Complexity Analysis:

  • Time Complexity: O(n^2) - For each day, potentially check all previous days
  • Space Complexity: O(1) - Only storing the result

Key Insights

  1. Monotonic Stack: Maintains elements in decreasing order
  2. Next Greater Element: Similar to finding next greater element problem
  3. Span Calculation: Difference between current index and next greater element index
  4. Stack Operations: Pop smaller elements, push current element

Edge Cases

  1. Empty Array: Return empty array
  2. Single Element: Return [1]
  3. Increasing Prices: All spans are consecutive
  4. Decreasing Prices: All spans are 1
  5. Equal Prices: Include days with equal prices

Test Cases

def test_calculateSpan():
    # Test case 1
    prices1 = [100, 80, 60, 70, 60, 75, 85]
    assert calculateSpan(prices1) == [1, 1, 1, 2, 1, 4, 6]
    
    # Test case 2
    prices2 = [10, 4, 5, 90, 120, 80]
    assert calculateSpan(prices2) == [1, 1, 2, 4, 5, 1]
    
    # Test case 3
    prices3 = [1, 2, 3, 4, 5]
    assert calculateSpan(prices3) == [1, 2, 3, 4, 5]
    
    # Test case 4
    prices4 = [5, 4, 3, 2, 1]
    assert calculateSpan(prices4) == [1, 1, 1, 1, 1]
    
    # Test case 5
    prices5 = [1]
    assert calculateSpan(prices5) == [1]
    
    print("All tests passed!")

test_calculateSpan()

Follow-up Questions

  1. Next Greater Element: Find next greater element for each element?
  2. Previous Greater Element: Find previous greater element for each element?
  3. Largest Rectangle: Find largest rectangle in histogram?
  4. Trapping Rainwater: Calculate trapped rainwater?
  5. Daily Temperatures: Find next warmer day?

Common Mistakes

  1. Wrong Stack Order: Not maintaining decreasing order in stack
  2. Incorrect Span Calculation: Wrong formula for calculating span
  3. Index Confusion: Mixing up indices and values
  4. Edge Case Handling: Not handling empty array or single element
  5. Stack Operations: Incorrect push/pop operations

Interview Tips

  1. Start with Brute Force: Show understanding of the problem
  2. Optimize with Stack: Explain the monotonic stack approach
  3. Discuss Trade-offs: Compare time and space complexities
  4. Handle Edge Cases: Mention empty array and single element cases
  5. Code Carefully: Pay attention to stack operations and span calculation

Concept Explanations

Monotonic Stack: A stack that maintains elements in a specific order (increasing or decreasing).
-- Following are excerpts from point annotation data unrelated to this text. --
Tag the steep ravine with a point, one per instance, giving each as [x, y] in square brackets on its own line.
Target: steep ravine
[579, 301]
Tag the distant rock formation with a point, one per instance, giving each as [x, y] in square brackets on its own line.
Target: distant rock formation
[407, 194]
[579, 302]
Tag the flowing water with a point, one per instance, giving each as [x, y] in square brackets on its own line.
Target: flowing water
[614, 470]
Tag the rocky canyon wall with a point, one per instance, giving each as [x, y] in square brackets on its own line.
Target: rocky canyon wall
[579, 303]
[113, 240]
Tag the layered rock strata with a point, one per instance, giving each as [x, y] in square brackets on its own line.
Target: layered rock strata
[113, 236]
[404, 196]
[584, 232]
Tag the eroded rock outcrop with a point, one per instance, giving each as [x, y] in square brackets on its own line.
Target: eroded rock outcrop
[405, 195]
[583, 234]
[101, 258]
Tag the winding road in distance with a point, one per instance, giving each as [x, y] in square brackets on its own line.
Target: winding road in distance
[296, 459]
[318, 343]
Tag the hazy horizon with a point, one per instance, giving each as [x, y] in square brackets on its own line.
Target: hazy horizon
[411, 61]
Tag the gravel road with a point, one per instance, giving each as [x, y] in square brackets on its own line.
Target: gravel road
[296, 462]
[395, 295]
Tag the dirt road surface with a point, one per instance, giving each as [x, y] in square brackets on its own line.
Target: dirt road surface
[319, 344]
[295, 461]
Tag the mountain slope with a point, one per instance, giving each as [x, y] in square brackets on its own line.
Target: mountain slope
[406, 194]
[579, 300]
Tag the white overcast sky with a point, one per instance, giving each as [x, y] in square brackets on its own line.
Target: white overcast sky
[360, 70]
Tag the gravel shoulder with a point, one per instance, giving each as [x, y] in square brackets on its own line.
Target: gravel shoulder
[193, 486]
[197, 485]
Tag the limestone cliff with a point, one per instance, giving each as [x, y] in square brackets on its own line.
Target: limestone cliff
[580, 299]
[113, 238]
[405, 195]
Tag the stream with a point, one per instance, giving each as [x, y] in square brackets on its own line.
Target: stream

For this problem, we maintain decreasing order to efficiently find the next greater element.

Stock Span: The number of consecutive days (including current day) where the stock price was less than or equal to the current day’s price.

Next Greater Element: The first element to the right that is greater than the current element. This is a fundamental problem that appears in many variations.

When to Use: Use this pattern when you need to find the next greater/lesser element or calculate spans/ranges based on element relationships.